Commit to mediation

Newly-appointed members of the Mediation Board with Chief Justice Ivor Archie and Attorney General Reginald Armour (seated, third and fourth from left). -
Newly-appointed members of the Mediation Board with Chief Justice Ivor Archie and Attorney General Reginald Armour (seated, third and fourth from left). -

Chief Justice Ivor Archie formally appointed the new Mediation Board on November 12.

The date of the board appointment was described as symbolic, coming as it did during the country’s largely unknown and unheralded Mediation Week observances.

There was also no explanation of why board members, notified of their pending appointments since August, weren’t confirmed with their instruments of appointment until a week ago.

These appointments are important to the mediation process, since the Mediation Board is the formal agency that regulates the practice in this country.

While there are several options for study and training, certification to practise as a civil mediator is issued by the board, which hasn’t met for long months

Progressive Party political leader Nikoli Edwards, a mediation student, fretted that mediation isn’t being given the respect it deserves.

It’s an odd situation for the Chief Justice to find himself in, knowing that he presides over a Judiciary that’s overburdened with cases which can only benefit from more disputes being settled outside the courts – through the mediation process.

Mediation doesn’t always replace judgment by a court, but it is a lower-cost way to find acceptable mutual ground in disputes. Internationally, high-level cases involving hot-button issues such as bankruptcy are decided on by a judge after weighing the results of a mediation process and the resulting agreement.

But this isn’t the only value of mediation, which has wider implications. The mission of the Mediation Board is to build a culture of reason and discussion across a range of flashpoints in our society.

The principles underpinning mediation are also directly applicable to restorative justice, another aspect of civic reckoning that isn’t being pursued to the extent that it should be.

Mr Edwards is intuitively correct to realise that mediation training can only improve the capacity of politicians, particularly in TT’s parliamentary process, where little that is collaborative and conciliatory is to be found.

Children and young adults would also benefit from an introduction to the core principles of mediation, which emphasise empathy, understanding and attentive conversation as key elements in resolving differences.
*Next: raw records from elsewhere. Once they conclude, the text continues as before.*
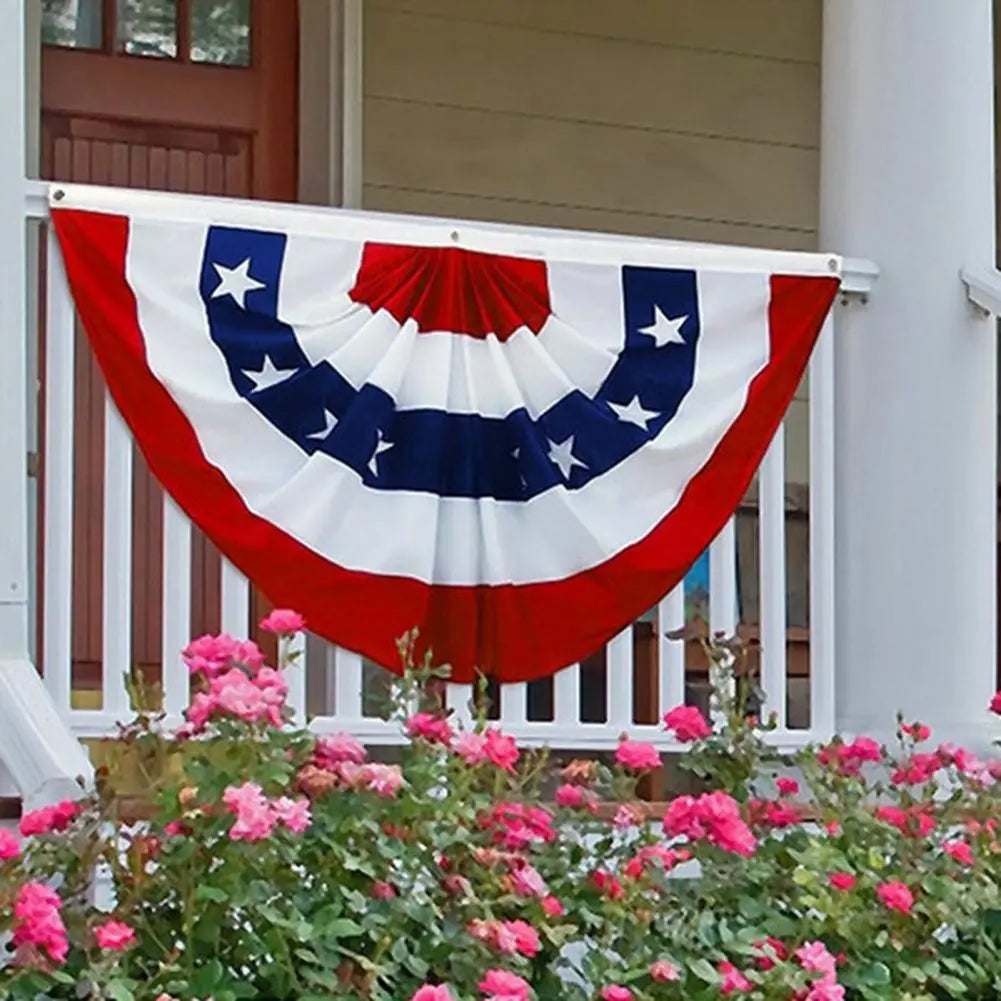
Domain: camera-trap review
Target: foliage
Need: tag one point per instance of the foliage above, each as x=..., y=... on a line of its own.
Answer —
x=278, y=865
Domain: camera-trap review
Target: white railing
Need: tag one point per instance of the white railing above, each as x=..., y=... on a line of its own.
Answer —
x=336, y=700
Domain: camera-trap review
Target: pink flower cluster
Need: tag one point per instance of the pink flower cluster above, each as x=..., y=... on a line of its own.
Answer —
x=256, y=815
x=896, y=896
x=508, y=937
x=517, y=826
x=214, y=655
x=688, y=724
x=49, y=820
x=637, y=756
x=38, y=923
x=713, y=816
x=577, y=798
x=283, y=622
x=848, y=759
x=114, y=936
x=432, y=992
x=235, y=694
x=340, y=761
x=499, y=985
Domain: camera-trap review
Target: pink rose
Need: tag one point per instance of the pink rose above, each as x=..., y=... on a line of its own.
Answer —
x=863, y=749
x=733, y=980
x=502, y=750
x=471, y=748
x=10, y=847
x=684, y=818
x=787, y=787
x=815, y=958
x=918, y=732
x=254, y=817
x=38, y=923
x=896, y=896
x=430, y=992
x=48, y=820
x=664, y=972
x=283, y=622
x=114, y=936
x=527, y=882
x=504, y=986
x=616, y=993
x=960, y=851
x=384, y=780
x=570, y=796
x=688, y=724
x=826, y=990
x=637, y=756
x=842, y=881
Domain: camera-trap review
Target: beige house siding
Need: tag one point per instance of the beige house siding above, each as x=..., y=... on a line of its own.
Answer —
x=687, y=119
x=690, y=119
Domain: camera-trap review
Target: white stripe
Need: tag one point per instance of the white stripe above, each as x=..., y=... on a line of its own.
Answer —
x=520, y=241
x=576, y=348
x=325, y=506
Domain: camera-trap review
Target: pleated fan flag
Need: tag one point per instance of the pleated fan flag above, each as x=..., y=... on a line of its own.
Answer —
x=516, y=440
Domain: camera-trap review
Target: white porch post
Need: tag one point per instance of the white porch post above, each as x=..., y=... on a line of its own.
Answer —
x=36, y=747
x=907, y=165
x=13, y=427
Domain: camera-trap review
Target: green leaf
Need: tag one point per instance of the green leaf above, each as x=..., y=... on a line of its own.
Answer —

TT society has lost a lot as our culture of elder wisdom, and the respect it commanded, has diminished. Without that informed guidance, discussion has been replaced by a capacity for adversarial posturing that quickly devolves into hair-trigger violence.

Mediation Week ended on Wednesday without building an increased awareness of the value of existing mediators, pointing to inspirational mediation outcomes or encouraging more people with the aptitude and capacity to consider the profession.

There should be more mediation, more trained mediators and more mediation training at all levels of civil society.

The work of the Mediation Board should be more robustly supported.